Votre projet PhotoCOCa vise à explorer une nouvelle approche oxydante pour incorporer le CO2 dans la structure de molécules organiques d’intérêt, une stratégie durable pour valoriser ce déchet des activités humaines. Pouvez-vous nous en dire plus ?
Le dioxyde de carbone est un puissant gaz à effet de serre dont la responsabilité dans les bouleversements climatiques actuels n’est plus à démontrer. Pour nous, chimistes organiciens, cette petite molécule abondante et peu couteuse constitue pourtant une source de carbone intéressante. A ce titre, réutiliser ce déchet des activités humaines pour construire des molécules d’intérêt apparait comme un concept vertueux. Toutefois, cette idée attractive se heurte à la stabilité et l’inertie chimique de la molécule de CO2. En effet, l’utilisation de ce gaz comme source de carbone nécessite généralement l’emploi de composés très réactifs ou de conditions drastiques de température et de pression, limitant ainsi les applications potentielles. Dans ce contexte, le projet PhotoCOCa vise à utiliser l’énergie lumineuse pour convertir le CO2 en intermédiaire réactionnel hautement réactif exploitable comme brique moléculaire dans la construction de molécules complexes. Dans une certaine mesure, il s’agit donc de photosynthèse artificielle.
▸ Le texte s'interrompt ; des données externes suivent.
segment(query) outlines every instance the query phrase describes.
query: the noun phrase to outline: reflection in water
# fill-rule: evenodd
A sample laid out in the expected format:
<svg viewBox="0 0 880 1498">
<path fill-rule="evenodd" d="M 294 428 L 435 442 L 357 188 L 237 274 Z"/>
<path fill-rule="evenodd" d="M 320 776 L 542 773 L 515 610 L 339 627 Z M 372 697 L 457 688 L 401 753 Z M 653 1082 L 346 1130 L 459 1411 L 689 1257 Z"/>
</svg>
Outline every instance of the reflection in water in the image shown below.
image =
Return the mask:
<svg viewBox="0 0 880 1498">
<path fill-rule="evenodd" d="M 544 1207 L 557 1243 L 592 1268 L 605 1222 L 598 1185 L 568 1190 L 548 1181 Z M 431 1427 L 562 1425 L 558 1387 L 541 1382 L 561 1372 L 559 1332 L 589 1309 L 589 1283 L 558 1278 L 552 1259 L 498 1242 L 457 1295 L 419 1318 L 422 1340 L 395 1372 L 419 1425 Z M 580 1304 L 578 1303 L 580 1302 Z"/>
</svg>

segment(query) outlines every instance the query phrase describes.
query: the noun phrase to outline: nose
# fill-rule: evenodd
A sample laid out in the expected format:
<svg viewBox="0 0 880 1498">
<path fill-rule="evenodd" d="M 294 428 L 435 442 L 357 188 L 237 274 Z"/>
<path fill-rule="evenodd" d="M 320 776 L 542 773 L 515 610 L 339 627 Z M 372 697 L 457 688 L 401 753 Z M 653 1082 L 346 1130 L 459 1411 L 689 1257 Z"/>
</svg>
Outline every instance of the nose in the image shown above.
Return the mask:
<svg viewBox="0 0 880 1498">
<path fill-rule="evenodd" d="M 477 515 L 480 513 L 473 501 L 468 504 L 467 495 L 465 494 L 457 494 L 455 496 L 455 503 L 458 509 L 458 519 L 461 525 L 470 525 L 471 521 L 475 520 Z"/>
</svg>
En quoi cette recherche est-elle émergente et à risque ?
L’idée centrale du projet PhotoCOCa est de convertir le CO2 en espèce radicalaire très réactive. Des approches analogues basées sur la réduction du CO2 en radical anion CO2 • ‒ ont déjà été décrites mais nécessitent des conditions très réductrices souvent incompatibles avec la synthèse de molécules élaborées. A l’inverse, notre stratégie vise à concevoir une méthode oxydante inédite en combinant deux types de catalyse au sein de la même réaction : l’organocatalyse1 et la catalyse photorédox2 . Cette combinaison devrait permettre d’accroitre progressivement la réactivité du CO2 par le biais d’un processus à deux étapes : 1) le piégeage du CO2 par organocatalyse sous forme de sel ; 2) l’oxydation photocatalysée du sel en radical libre (alors que l’oxydation directe du CO2 est impossible). Cette approche originale s’appuie sur une expertise forte de notre équipe dans le développement de systèmes multicatalytiques combinant catalyses organique et photorédox, et s’inscrit dans la continuité de nos récents travaux concernant l’utilisation du CO2 comme groupement directeur dans les réactions de fonctionnalisation C-H radicalaires. Ce projet représente toutefois un réel défi puisque chacune des deux étapes proposées reste inédite et devra être développée séparément. Un second challenge réside dans la possibilité de faire cohabiter ces deux systèmes catalytiques au sein d’une même réaction.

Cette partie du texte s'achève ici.